Balance Is Needed In All Things

Don’t get me wrong, miles and points have afforded me things that would have never been possible without them. Whether that is from travel, or from the income you can secure from miles, points, bank bonus and the like. Having said that, I find myself wondering some nights why I am exhausting myself chasing them so hard, only to whip myself into shape and back on the points treadmill the next morning. We, just like in the work world, need to find that balance.

Because without that balance, and perspective, we find ourselves ignoring risks and pushing our exposure to places that two lifetimes couldn’t cover. That needs to stop and it needs to stop soon.

Only You Can Draw Your Line

That number will be different for each and every one of us, but it is a number we need to deliberate on and live by.  

For myself, going forward I plan on never extending more than I have points balances available to pay for via cashing out or other methods.
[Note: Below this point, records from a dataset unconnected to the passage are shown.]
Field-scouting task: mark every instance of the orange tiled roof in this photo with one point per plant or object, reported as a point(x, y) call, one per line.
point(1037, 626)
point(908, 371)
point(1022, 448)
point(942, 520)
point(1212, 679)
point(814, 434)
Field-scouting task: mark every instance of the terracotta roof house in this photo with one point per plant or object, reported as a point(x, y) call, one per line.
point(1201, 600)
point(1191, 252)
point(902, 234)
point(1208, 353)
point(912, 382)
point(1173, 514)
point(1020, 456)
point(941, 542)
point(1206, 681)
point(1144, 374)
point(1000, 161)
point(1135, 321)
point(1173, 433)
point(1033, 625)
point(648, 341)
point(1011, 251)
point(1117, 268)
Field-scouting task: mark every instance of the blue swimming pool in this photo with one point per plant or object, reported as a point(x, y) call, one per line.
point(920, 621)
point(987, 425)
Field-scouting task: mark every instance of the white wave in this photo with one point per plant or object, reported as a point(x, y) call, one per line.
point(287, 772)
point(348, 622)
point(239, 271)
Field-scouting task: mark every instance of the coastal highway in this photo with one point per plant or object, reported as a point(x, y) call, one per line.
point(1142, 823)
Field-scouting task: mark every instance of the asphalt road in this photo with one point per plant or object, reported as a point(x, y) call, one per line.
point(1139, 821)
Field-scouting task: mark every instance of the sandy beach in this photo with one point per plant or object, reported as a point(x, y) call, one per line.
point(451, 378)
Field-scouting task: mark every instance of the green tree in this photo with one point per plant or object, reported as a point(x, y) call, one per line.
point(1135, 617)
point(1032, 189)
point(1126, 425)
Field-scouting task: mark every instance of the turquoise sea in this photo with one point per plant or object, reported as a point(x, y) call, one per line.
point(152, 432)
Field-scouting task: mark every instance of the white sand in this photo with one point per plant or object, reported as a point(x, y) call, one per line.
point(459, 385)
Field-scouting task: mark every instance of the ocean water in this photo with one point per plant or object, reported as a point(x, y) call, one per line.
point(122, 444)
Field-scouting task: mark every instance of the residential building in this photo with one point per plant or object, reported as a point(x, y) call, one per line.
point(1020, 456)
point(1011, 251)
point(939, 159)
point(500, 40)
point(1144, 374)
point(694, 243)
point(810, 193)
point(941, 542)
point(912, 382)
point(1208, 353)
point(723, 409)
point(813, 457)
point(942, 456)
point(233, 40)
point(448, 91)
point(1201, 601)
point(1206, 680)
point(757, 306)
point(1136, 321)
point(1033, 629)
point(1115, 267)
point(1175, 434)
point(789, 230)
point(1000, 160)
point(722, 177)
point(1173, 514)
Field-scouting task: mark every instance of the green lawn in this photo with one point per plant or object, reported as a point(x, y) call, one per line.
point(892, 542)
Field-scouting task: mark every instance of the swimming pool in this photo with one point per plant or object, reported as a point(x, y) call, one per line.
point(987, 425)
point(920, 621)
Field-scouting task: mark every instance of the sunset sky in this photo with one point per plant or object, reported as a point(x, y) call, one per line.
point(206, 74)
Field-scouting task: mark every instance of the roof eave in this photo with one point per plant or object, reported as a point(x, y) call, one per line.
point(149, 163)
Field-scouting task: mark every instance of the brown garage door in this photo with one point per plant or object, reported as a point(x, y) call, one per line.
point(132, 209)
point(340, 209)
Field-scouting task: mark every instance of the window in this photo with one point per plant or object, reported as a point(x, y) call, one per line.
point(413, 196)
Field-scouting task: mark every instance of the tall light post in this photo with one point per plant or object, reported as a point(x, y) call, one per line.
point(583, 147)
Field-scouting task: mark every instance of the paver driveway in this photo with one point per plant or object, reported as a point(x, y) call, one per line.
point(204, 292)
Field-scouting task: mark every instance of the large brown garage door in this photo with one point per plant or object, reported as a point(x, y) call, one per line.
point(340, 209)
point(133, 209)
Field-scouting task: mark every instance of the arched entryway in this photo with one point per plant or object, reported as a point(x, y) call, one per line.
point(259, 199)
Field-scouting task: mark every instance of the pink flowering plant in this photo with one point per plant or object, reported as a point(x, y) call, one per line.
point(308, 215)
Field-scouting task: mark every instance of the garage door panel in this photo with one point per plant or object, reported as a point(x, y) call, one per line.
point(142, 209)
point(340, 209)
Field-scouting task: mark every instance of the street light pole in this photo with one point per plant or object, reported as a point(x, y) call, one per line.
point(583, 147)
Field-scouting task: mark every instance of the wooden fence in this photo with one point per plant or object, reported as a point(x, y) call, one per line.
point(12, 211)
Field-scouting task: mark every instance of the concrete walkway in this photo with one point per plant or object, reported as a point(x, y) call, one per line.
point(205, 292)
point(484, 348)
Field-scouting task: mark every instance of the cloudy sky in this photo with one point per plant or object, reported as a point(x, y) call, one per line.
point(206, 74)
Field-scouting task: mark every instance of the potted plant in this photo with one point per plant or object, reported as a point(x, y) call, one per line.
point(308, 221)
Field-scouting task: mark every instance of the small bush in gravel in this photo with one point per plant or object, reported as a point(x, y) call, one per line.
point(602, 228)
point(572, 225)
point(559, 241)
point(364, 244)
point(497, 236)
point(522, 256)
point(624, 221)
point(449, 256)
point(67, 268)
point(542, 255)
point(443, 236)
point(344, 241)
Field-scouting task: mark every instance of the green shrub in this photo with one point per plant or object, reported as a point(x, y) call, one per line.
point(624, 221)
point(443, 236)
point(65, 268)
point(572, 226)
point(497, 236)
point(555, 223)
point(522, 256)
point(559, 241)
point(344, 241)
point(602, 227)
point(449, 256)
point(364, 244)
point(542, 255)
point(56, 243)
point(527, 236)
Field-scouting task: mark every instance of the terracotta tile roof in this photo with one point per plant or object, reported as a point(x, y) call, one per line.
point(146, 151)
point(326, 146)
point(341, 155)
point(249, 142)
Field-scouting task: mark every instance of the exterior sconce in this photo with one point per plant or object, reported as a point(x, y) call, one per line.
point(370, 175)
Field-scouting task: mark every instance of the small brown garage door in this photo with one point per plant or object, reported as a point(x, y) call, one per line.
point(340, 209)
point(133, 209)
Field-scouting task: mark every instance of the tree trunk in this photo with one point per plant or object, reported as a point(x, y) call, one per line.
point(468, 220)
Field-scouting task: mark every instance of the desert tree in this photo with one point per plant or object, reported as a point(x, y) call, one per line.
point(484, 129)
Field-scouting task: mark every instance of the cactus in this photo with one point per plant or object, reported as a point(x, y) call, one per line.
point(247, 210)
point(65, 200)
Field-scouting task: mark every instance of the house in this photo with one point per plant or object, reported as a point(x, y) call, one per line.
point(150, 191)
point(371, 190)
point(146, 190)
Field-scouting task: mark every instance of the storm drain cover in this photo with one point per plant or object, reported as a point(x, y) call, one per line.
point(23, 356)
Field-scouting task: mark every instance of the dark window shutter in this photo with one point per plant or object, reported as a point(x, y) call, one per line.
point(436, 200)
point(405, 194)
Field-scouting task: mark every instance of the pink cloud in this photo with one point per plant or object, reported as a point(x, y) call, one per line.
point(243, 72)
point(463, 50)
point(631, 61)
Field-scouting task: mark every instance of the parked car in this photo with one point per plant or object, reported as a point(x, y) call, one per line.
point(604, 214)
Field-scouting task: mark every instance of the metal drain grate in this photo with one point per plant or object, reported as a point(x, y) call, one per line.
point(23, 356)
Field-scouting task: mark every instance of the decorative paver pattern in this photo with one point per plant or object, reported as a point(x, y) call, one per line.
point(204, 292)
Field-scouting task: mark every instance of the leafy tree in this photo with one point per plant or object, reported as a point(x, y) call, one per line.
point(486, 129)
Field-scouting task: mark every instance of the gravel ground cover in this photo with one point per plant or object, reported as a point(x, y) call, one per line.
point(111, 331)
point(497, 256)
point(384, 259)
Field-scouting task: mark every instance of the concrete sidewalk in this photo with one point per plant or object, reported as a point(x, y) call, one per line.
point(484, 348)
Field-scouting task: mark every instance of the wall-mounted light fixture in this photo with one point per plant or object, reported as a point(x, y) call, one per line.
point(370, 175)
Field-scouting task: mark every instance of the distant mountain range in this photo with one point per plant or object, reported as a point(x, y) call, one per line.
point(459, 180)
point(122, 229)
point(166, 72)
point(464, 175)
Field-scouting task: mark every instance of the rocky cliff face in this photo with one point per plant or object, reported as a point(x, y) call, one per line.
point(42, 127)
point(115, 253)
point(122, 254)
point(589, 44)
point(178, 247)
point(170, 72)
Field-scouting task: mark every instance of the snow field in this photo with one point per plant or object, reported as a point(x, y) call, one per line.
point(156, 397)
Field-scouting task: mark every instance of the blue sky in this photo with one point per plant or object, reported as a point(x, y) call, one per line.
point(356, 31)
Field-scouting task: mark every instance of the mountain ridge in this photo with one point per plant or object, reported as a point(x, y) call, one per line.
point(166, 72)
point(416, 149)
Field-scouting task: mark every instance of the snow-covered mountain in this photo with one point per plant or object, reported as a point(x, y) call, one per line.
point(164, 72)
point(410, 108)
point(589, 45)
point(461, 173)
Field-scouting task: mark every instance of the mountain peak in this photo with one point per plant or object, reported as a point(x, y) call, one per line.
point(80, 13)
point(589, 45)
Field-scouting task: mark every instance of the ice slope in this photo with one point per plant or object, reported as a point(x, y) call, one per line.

That may mean lower earnings but it can still be significant if I work through it quicker. It may not be as easy as other, riskier options, but that is a trade-off I am willing to accept. Because it is a result I know I can live with at the end of the day. I encourage everyone else to identify their exposure limits and find a way to live within them. Hopefully having that perspective will protect us from ourselves. 

As always in this space, whether it's travel, miles, or points, it shouldn't be a keeping up with the joneses scenario. Always focus on financial stability first and foremost.